Breaking My Comfort Zone Abroad

by Starr Ramos

My resolution for this year was to get comfortable being uncomfortable. I can proudly say I accomplished this over the summer as I interned abroad in Dublin, Ireland for 9 weeks alone. 

One thing you need to know about me is that I am not very social and have anxiety about being by myself, so this was a big deal.

If you told me freshman year I would solo travel across the world for an extended period of time, I wouldn’t have believed it. At that point in my life, I would barely go to the dining hall without company. I was so dependent on the presence of people to make me feel comfortable that I trapped myself in a bubble, hindering my growth and restricting me from making certain connections. This is what led me to apply for a study abroad program, even if it meant I was going to be alone. 

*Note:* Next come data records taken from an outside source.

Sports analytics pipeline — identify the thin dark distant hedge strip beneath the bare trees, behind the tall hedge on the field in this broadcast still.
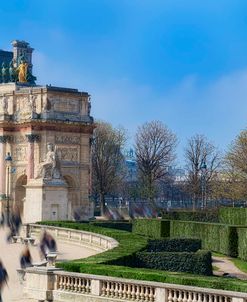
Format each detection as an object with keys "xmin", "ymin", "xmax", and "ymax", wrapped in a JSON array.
[{"xmin": 162, "ymin": 210, "xmax": 219, "ymax": 222}]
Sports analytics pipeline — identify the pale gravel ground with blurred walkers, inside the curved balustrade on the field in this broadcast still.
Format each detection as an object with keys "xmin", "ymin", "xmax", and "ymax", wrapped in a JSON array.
[{"xmin": 0, "ymin": 229, "xmax": 97, "ymax": 302}]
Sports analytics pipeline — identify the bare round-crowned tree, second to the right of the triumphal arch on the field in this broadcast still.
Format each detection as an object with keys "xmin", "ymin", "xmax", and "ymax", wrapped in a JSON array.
[{"xmin": 135, "ymin": 121, "xmax": 177, "ymax": 200}]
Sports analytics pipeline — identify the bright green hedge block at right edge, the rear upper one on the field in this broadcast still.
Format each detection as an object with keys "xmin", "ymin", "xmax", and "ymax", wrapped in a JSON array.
[{"xmin": 219, "ymin": 208, "xmax": 247, "ymax": 226}]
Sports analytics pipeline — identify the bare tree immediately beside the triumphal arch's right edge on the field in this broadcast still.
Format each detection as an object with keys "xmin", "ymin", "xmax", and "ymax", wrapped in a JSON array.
[{"xmin": 92, "ymin": 122, "xmax": 126, "ymax": 215}]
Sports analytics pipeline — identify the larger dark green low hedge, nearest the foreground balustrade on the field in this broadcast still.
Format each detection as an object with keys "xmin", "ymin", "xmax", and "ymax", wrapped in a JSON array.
[{"xmin": 135, "ymin": 251, "xmax": 213, "ymax": 276}]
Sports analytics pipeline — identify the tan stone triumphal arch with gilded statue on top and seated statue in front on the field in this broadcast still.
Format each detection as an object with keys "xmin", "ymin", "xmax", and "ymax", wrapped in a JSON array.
[{"xmin": 0, "ymin": 41, "xmax": 94, "ymax": 222}]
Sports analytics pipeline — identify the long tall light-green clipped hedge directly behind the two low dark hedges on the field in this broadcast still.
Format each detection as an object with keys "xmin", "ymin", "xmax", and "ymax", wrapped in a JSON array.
[{"xmin": 170, "ymin": 220, "xmax": 238, "ymax": 257}]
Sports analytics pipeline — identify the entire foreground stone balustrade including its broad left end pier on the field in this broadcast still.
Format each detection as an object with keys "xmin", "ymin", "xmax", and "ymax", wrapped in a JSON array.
[{"xmin": 25, "ymin": 268, "xmax": 247, "ymax": 302}]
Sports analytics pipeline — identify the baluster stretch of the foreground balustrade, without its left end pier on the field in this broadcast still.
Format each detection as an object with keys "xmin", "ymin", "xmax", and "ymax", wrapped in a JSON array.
[{"xmin": 49, "ymin": 272, "xmax": 247, "ymax": 302}]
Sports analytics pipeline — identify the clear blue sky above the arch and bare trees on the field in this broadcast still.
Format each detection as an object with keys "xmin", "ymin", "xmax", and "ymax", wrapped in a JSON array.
[{"xmin": 0, "ymin": 0, "xmax": 247, "ymax": 164}]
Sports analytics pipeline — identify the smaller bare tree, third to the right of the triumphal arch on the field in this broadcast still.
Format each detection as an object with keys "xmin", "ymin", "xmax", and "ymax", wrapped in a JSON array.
[{"xmin": 185, "ymin": 134, "xmax": 221, "ymax": 209}]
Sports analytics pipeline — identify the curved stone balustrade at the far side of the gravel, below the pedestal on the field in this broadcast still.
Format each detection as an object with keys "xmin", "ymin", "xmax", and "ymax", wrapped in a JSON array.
[{"xmin": 26, "ymin": 224, "xmax": 118, "ymax": 252}]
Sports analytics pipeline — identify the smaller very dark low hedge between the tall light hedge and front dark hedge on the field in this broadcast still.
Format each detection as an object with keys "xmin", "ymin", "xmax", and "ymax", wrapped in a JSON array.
[{"xmin": 146, "ymin": 238, "xmax": 202, "ymax": 252}]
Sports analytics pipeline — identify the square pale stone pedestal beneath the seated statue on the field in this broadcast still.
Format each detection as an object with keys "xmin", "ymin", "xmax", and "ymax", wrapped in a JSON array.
[{"xmin": 24, "ymin": 179, "xmax": 68, "ymax": 223}]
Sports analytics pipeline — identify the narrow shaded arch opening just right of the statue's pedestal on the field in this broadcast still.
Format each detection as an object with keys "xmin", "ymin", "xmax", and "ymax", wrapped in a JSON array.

Days before my flight would take off, I broke down in fear of diving into the unknown. I was so paranoid, but looking back, I see it was a good fear. I was breaking out of my comfort zone which is never easy, but definitely necessary.

During my time in Europe, I learned to go to restaurants, movies and museums alone; it was freeing. While humans are social beings, finding peace within oneself is enriching. I am so grateful that I was able to break out of my comfort zone and travel the world. 

Besides living in the beautiful country of Ireland, I had the opportunity to visit Amsterdam, Munich, Paris and London. I made friends during my stay and was able to travel with them. This was another big step for me since I don’t make friends easily.

The one trip where I went by myself, to Amsterdam, was by far my favorite. I don’t know if it was because I was alone but there was something about that city that felt so right. 

While abroad, I learned the valuable lesson of learning to be comfortable with my own presence. Solo traveling and studying abroad is something I recommend to everyone. I challenge whomever is reading this to find a way to break out of your own comfort zone before 2019 ends because I know I definitely did.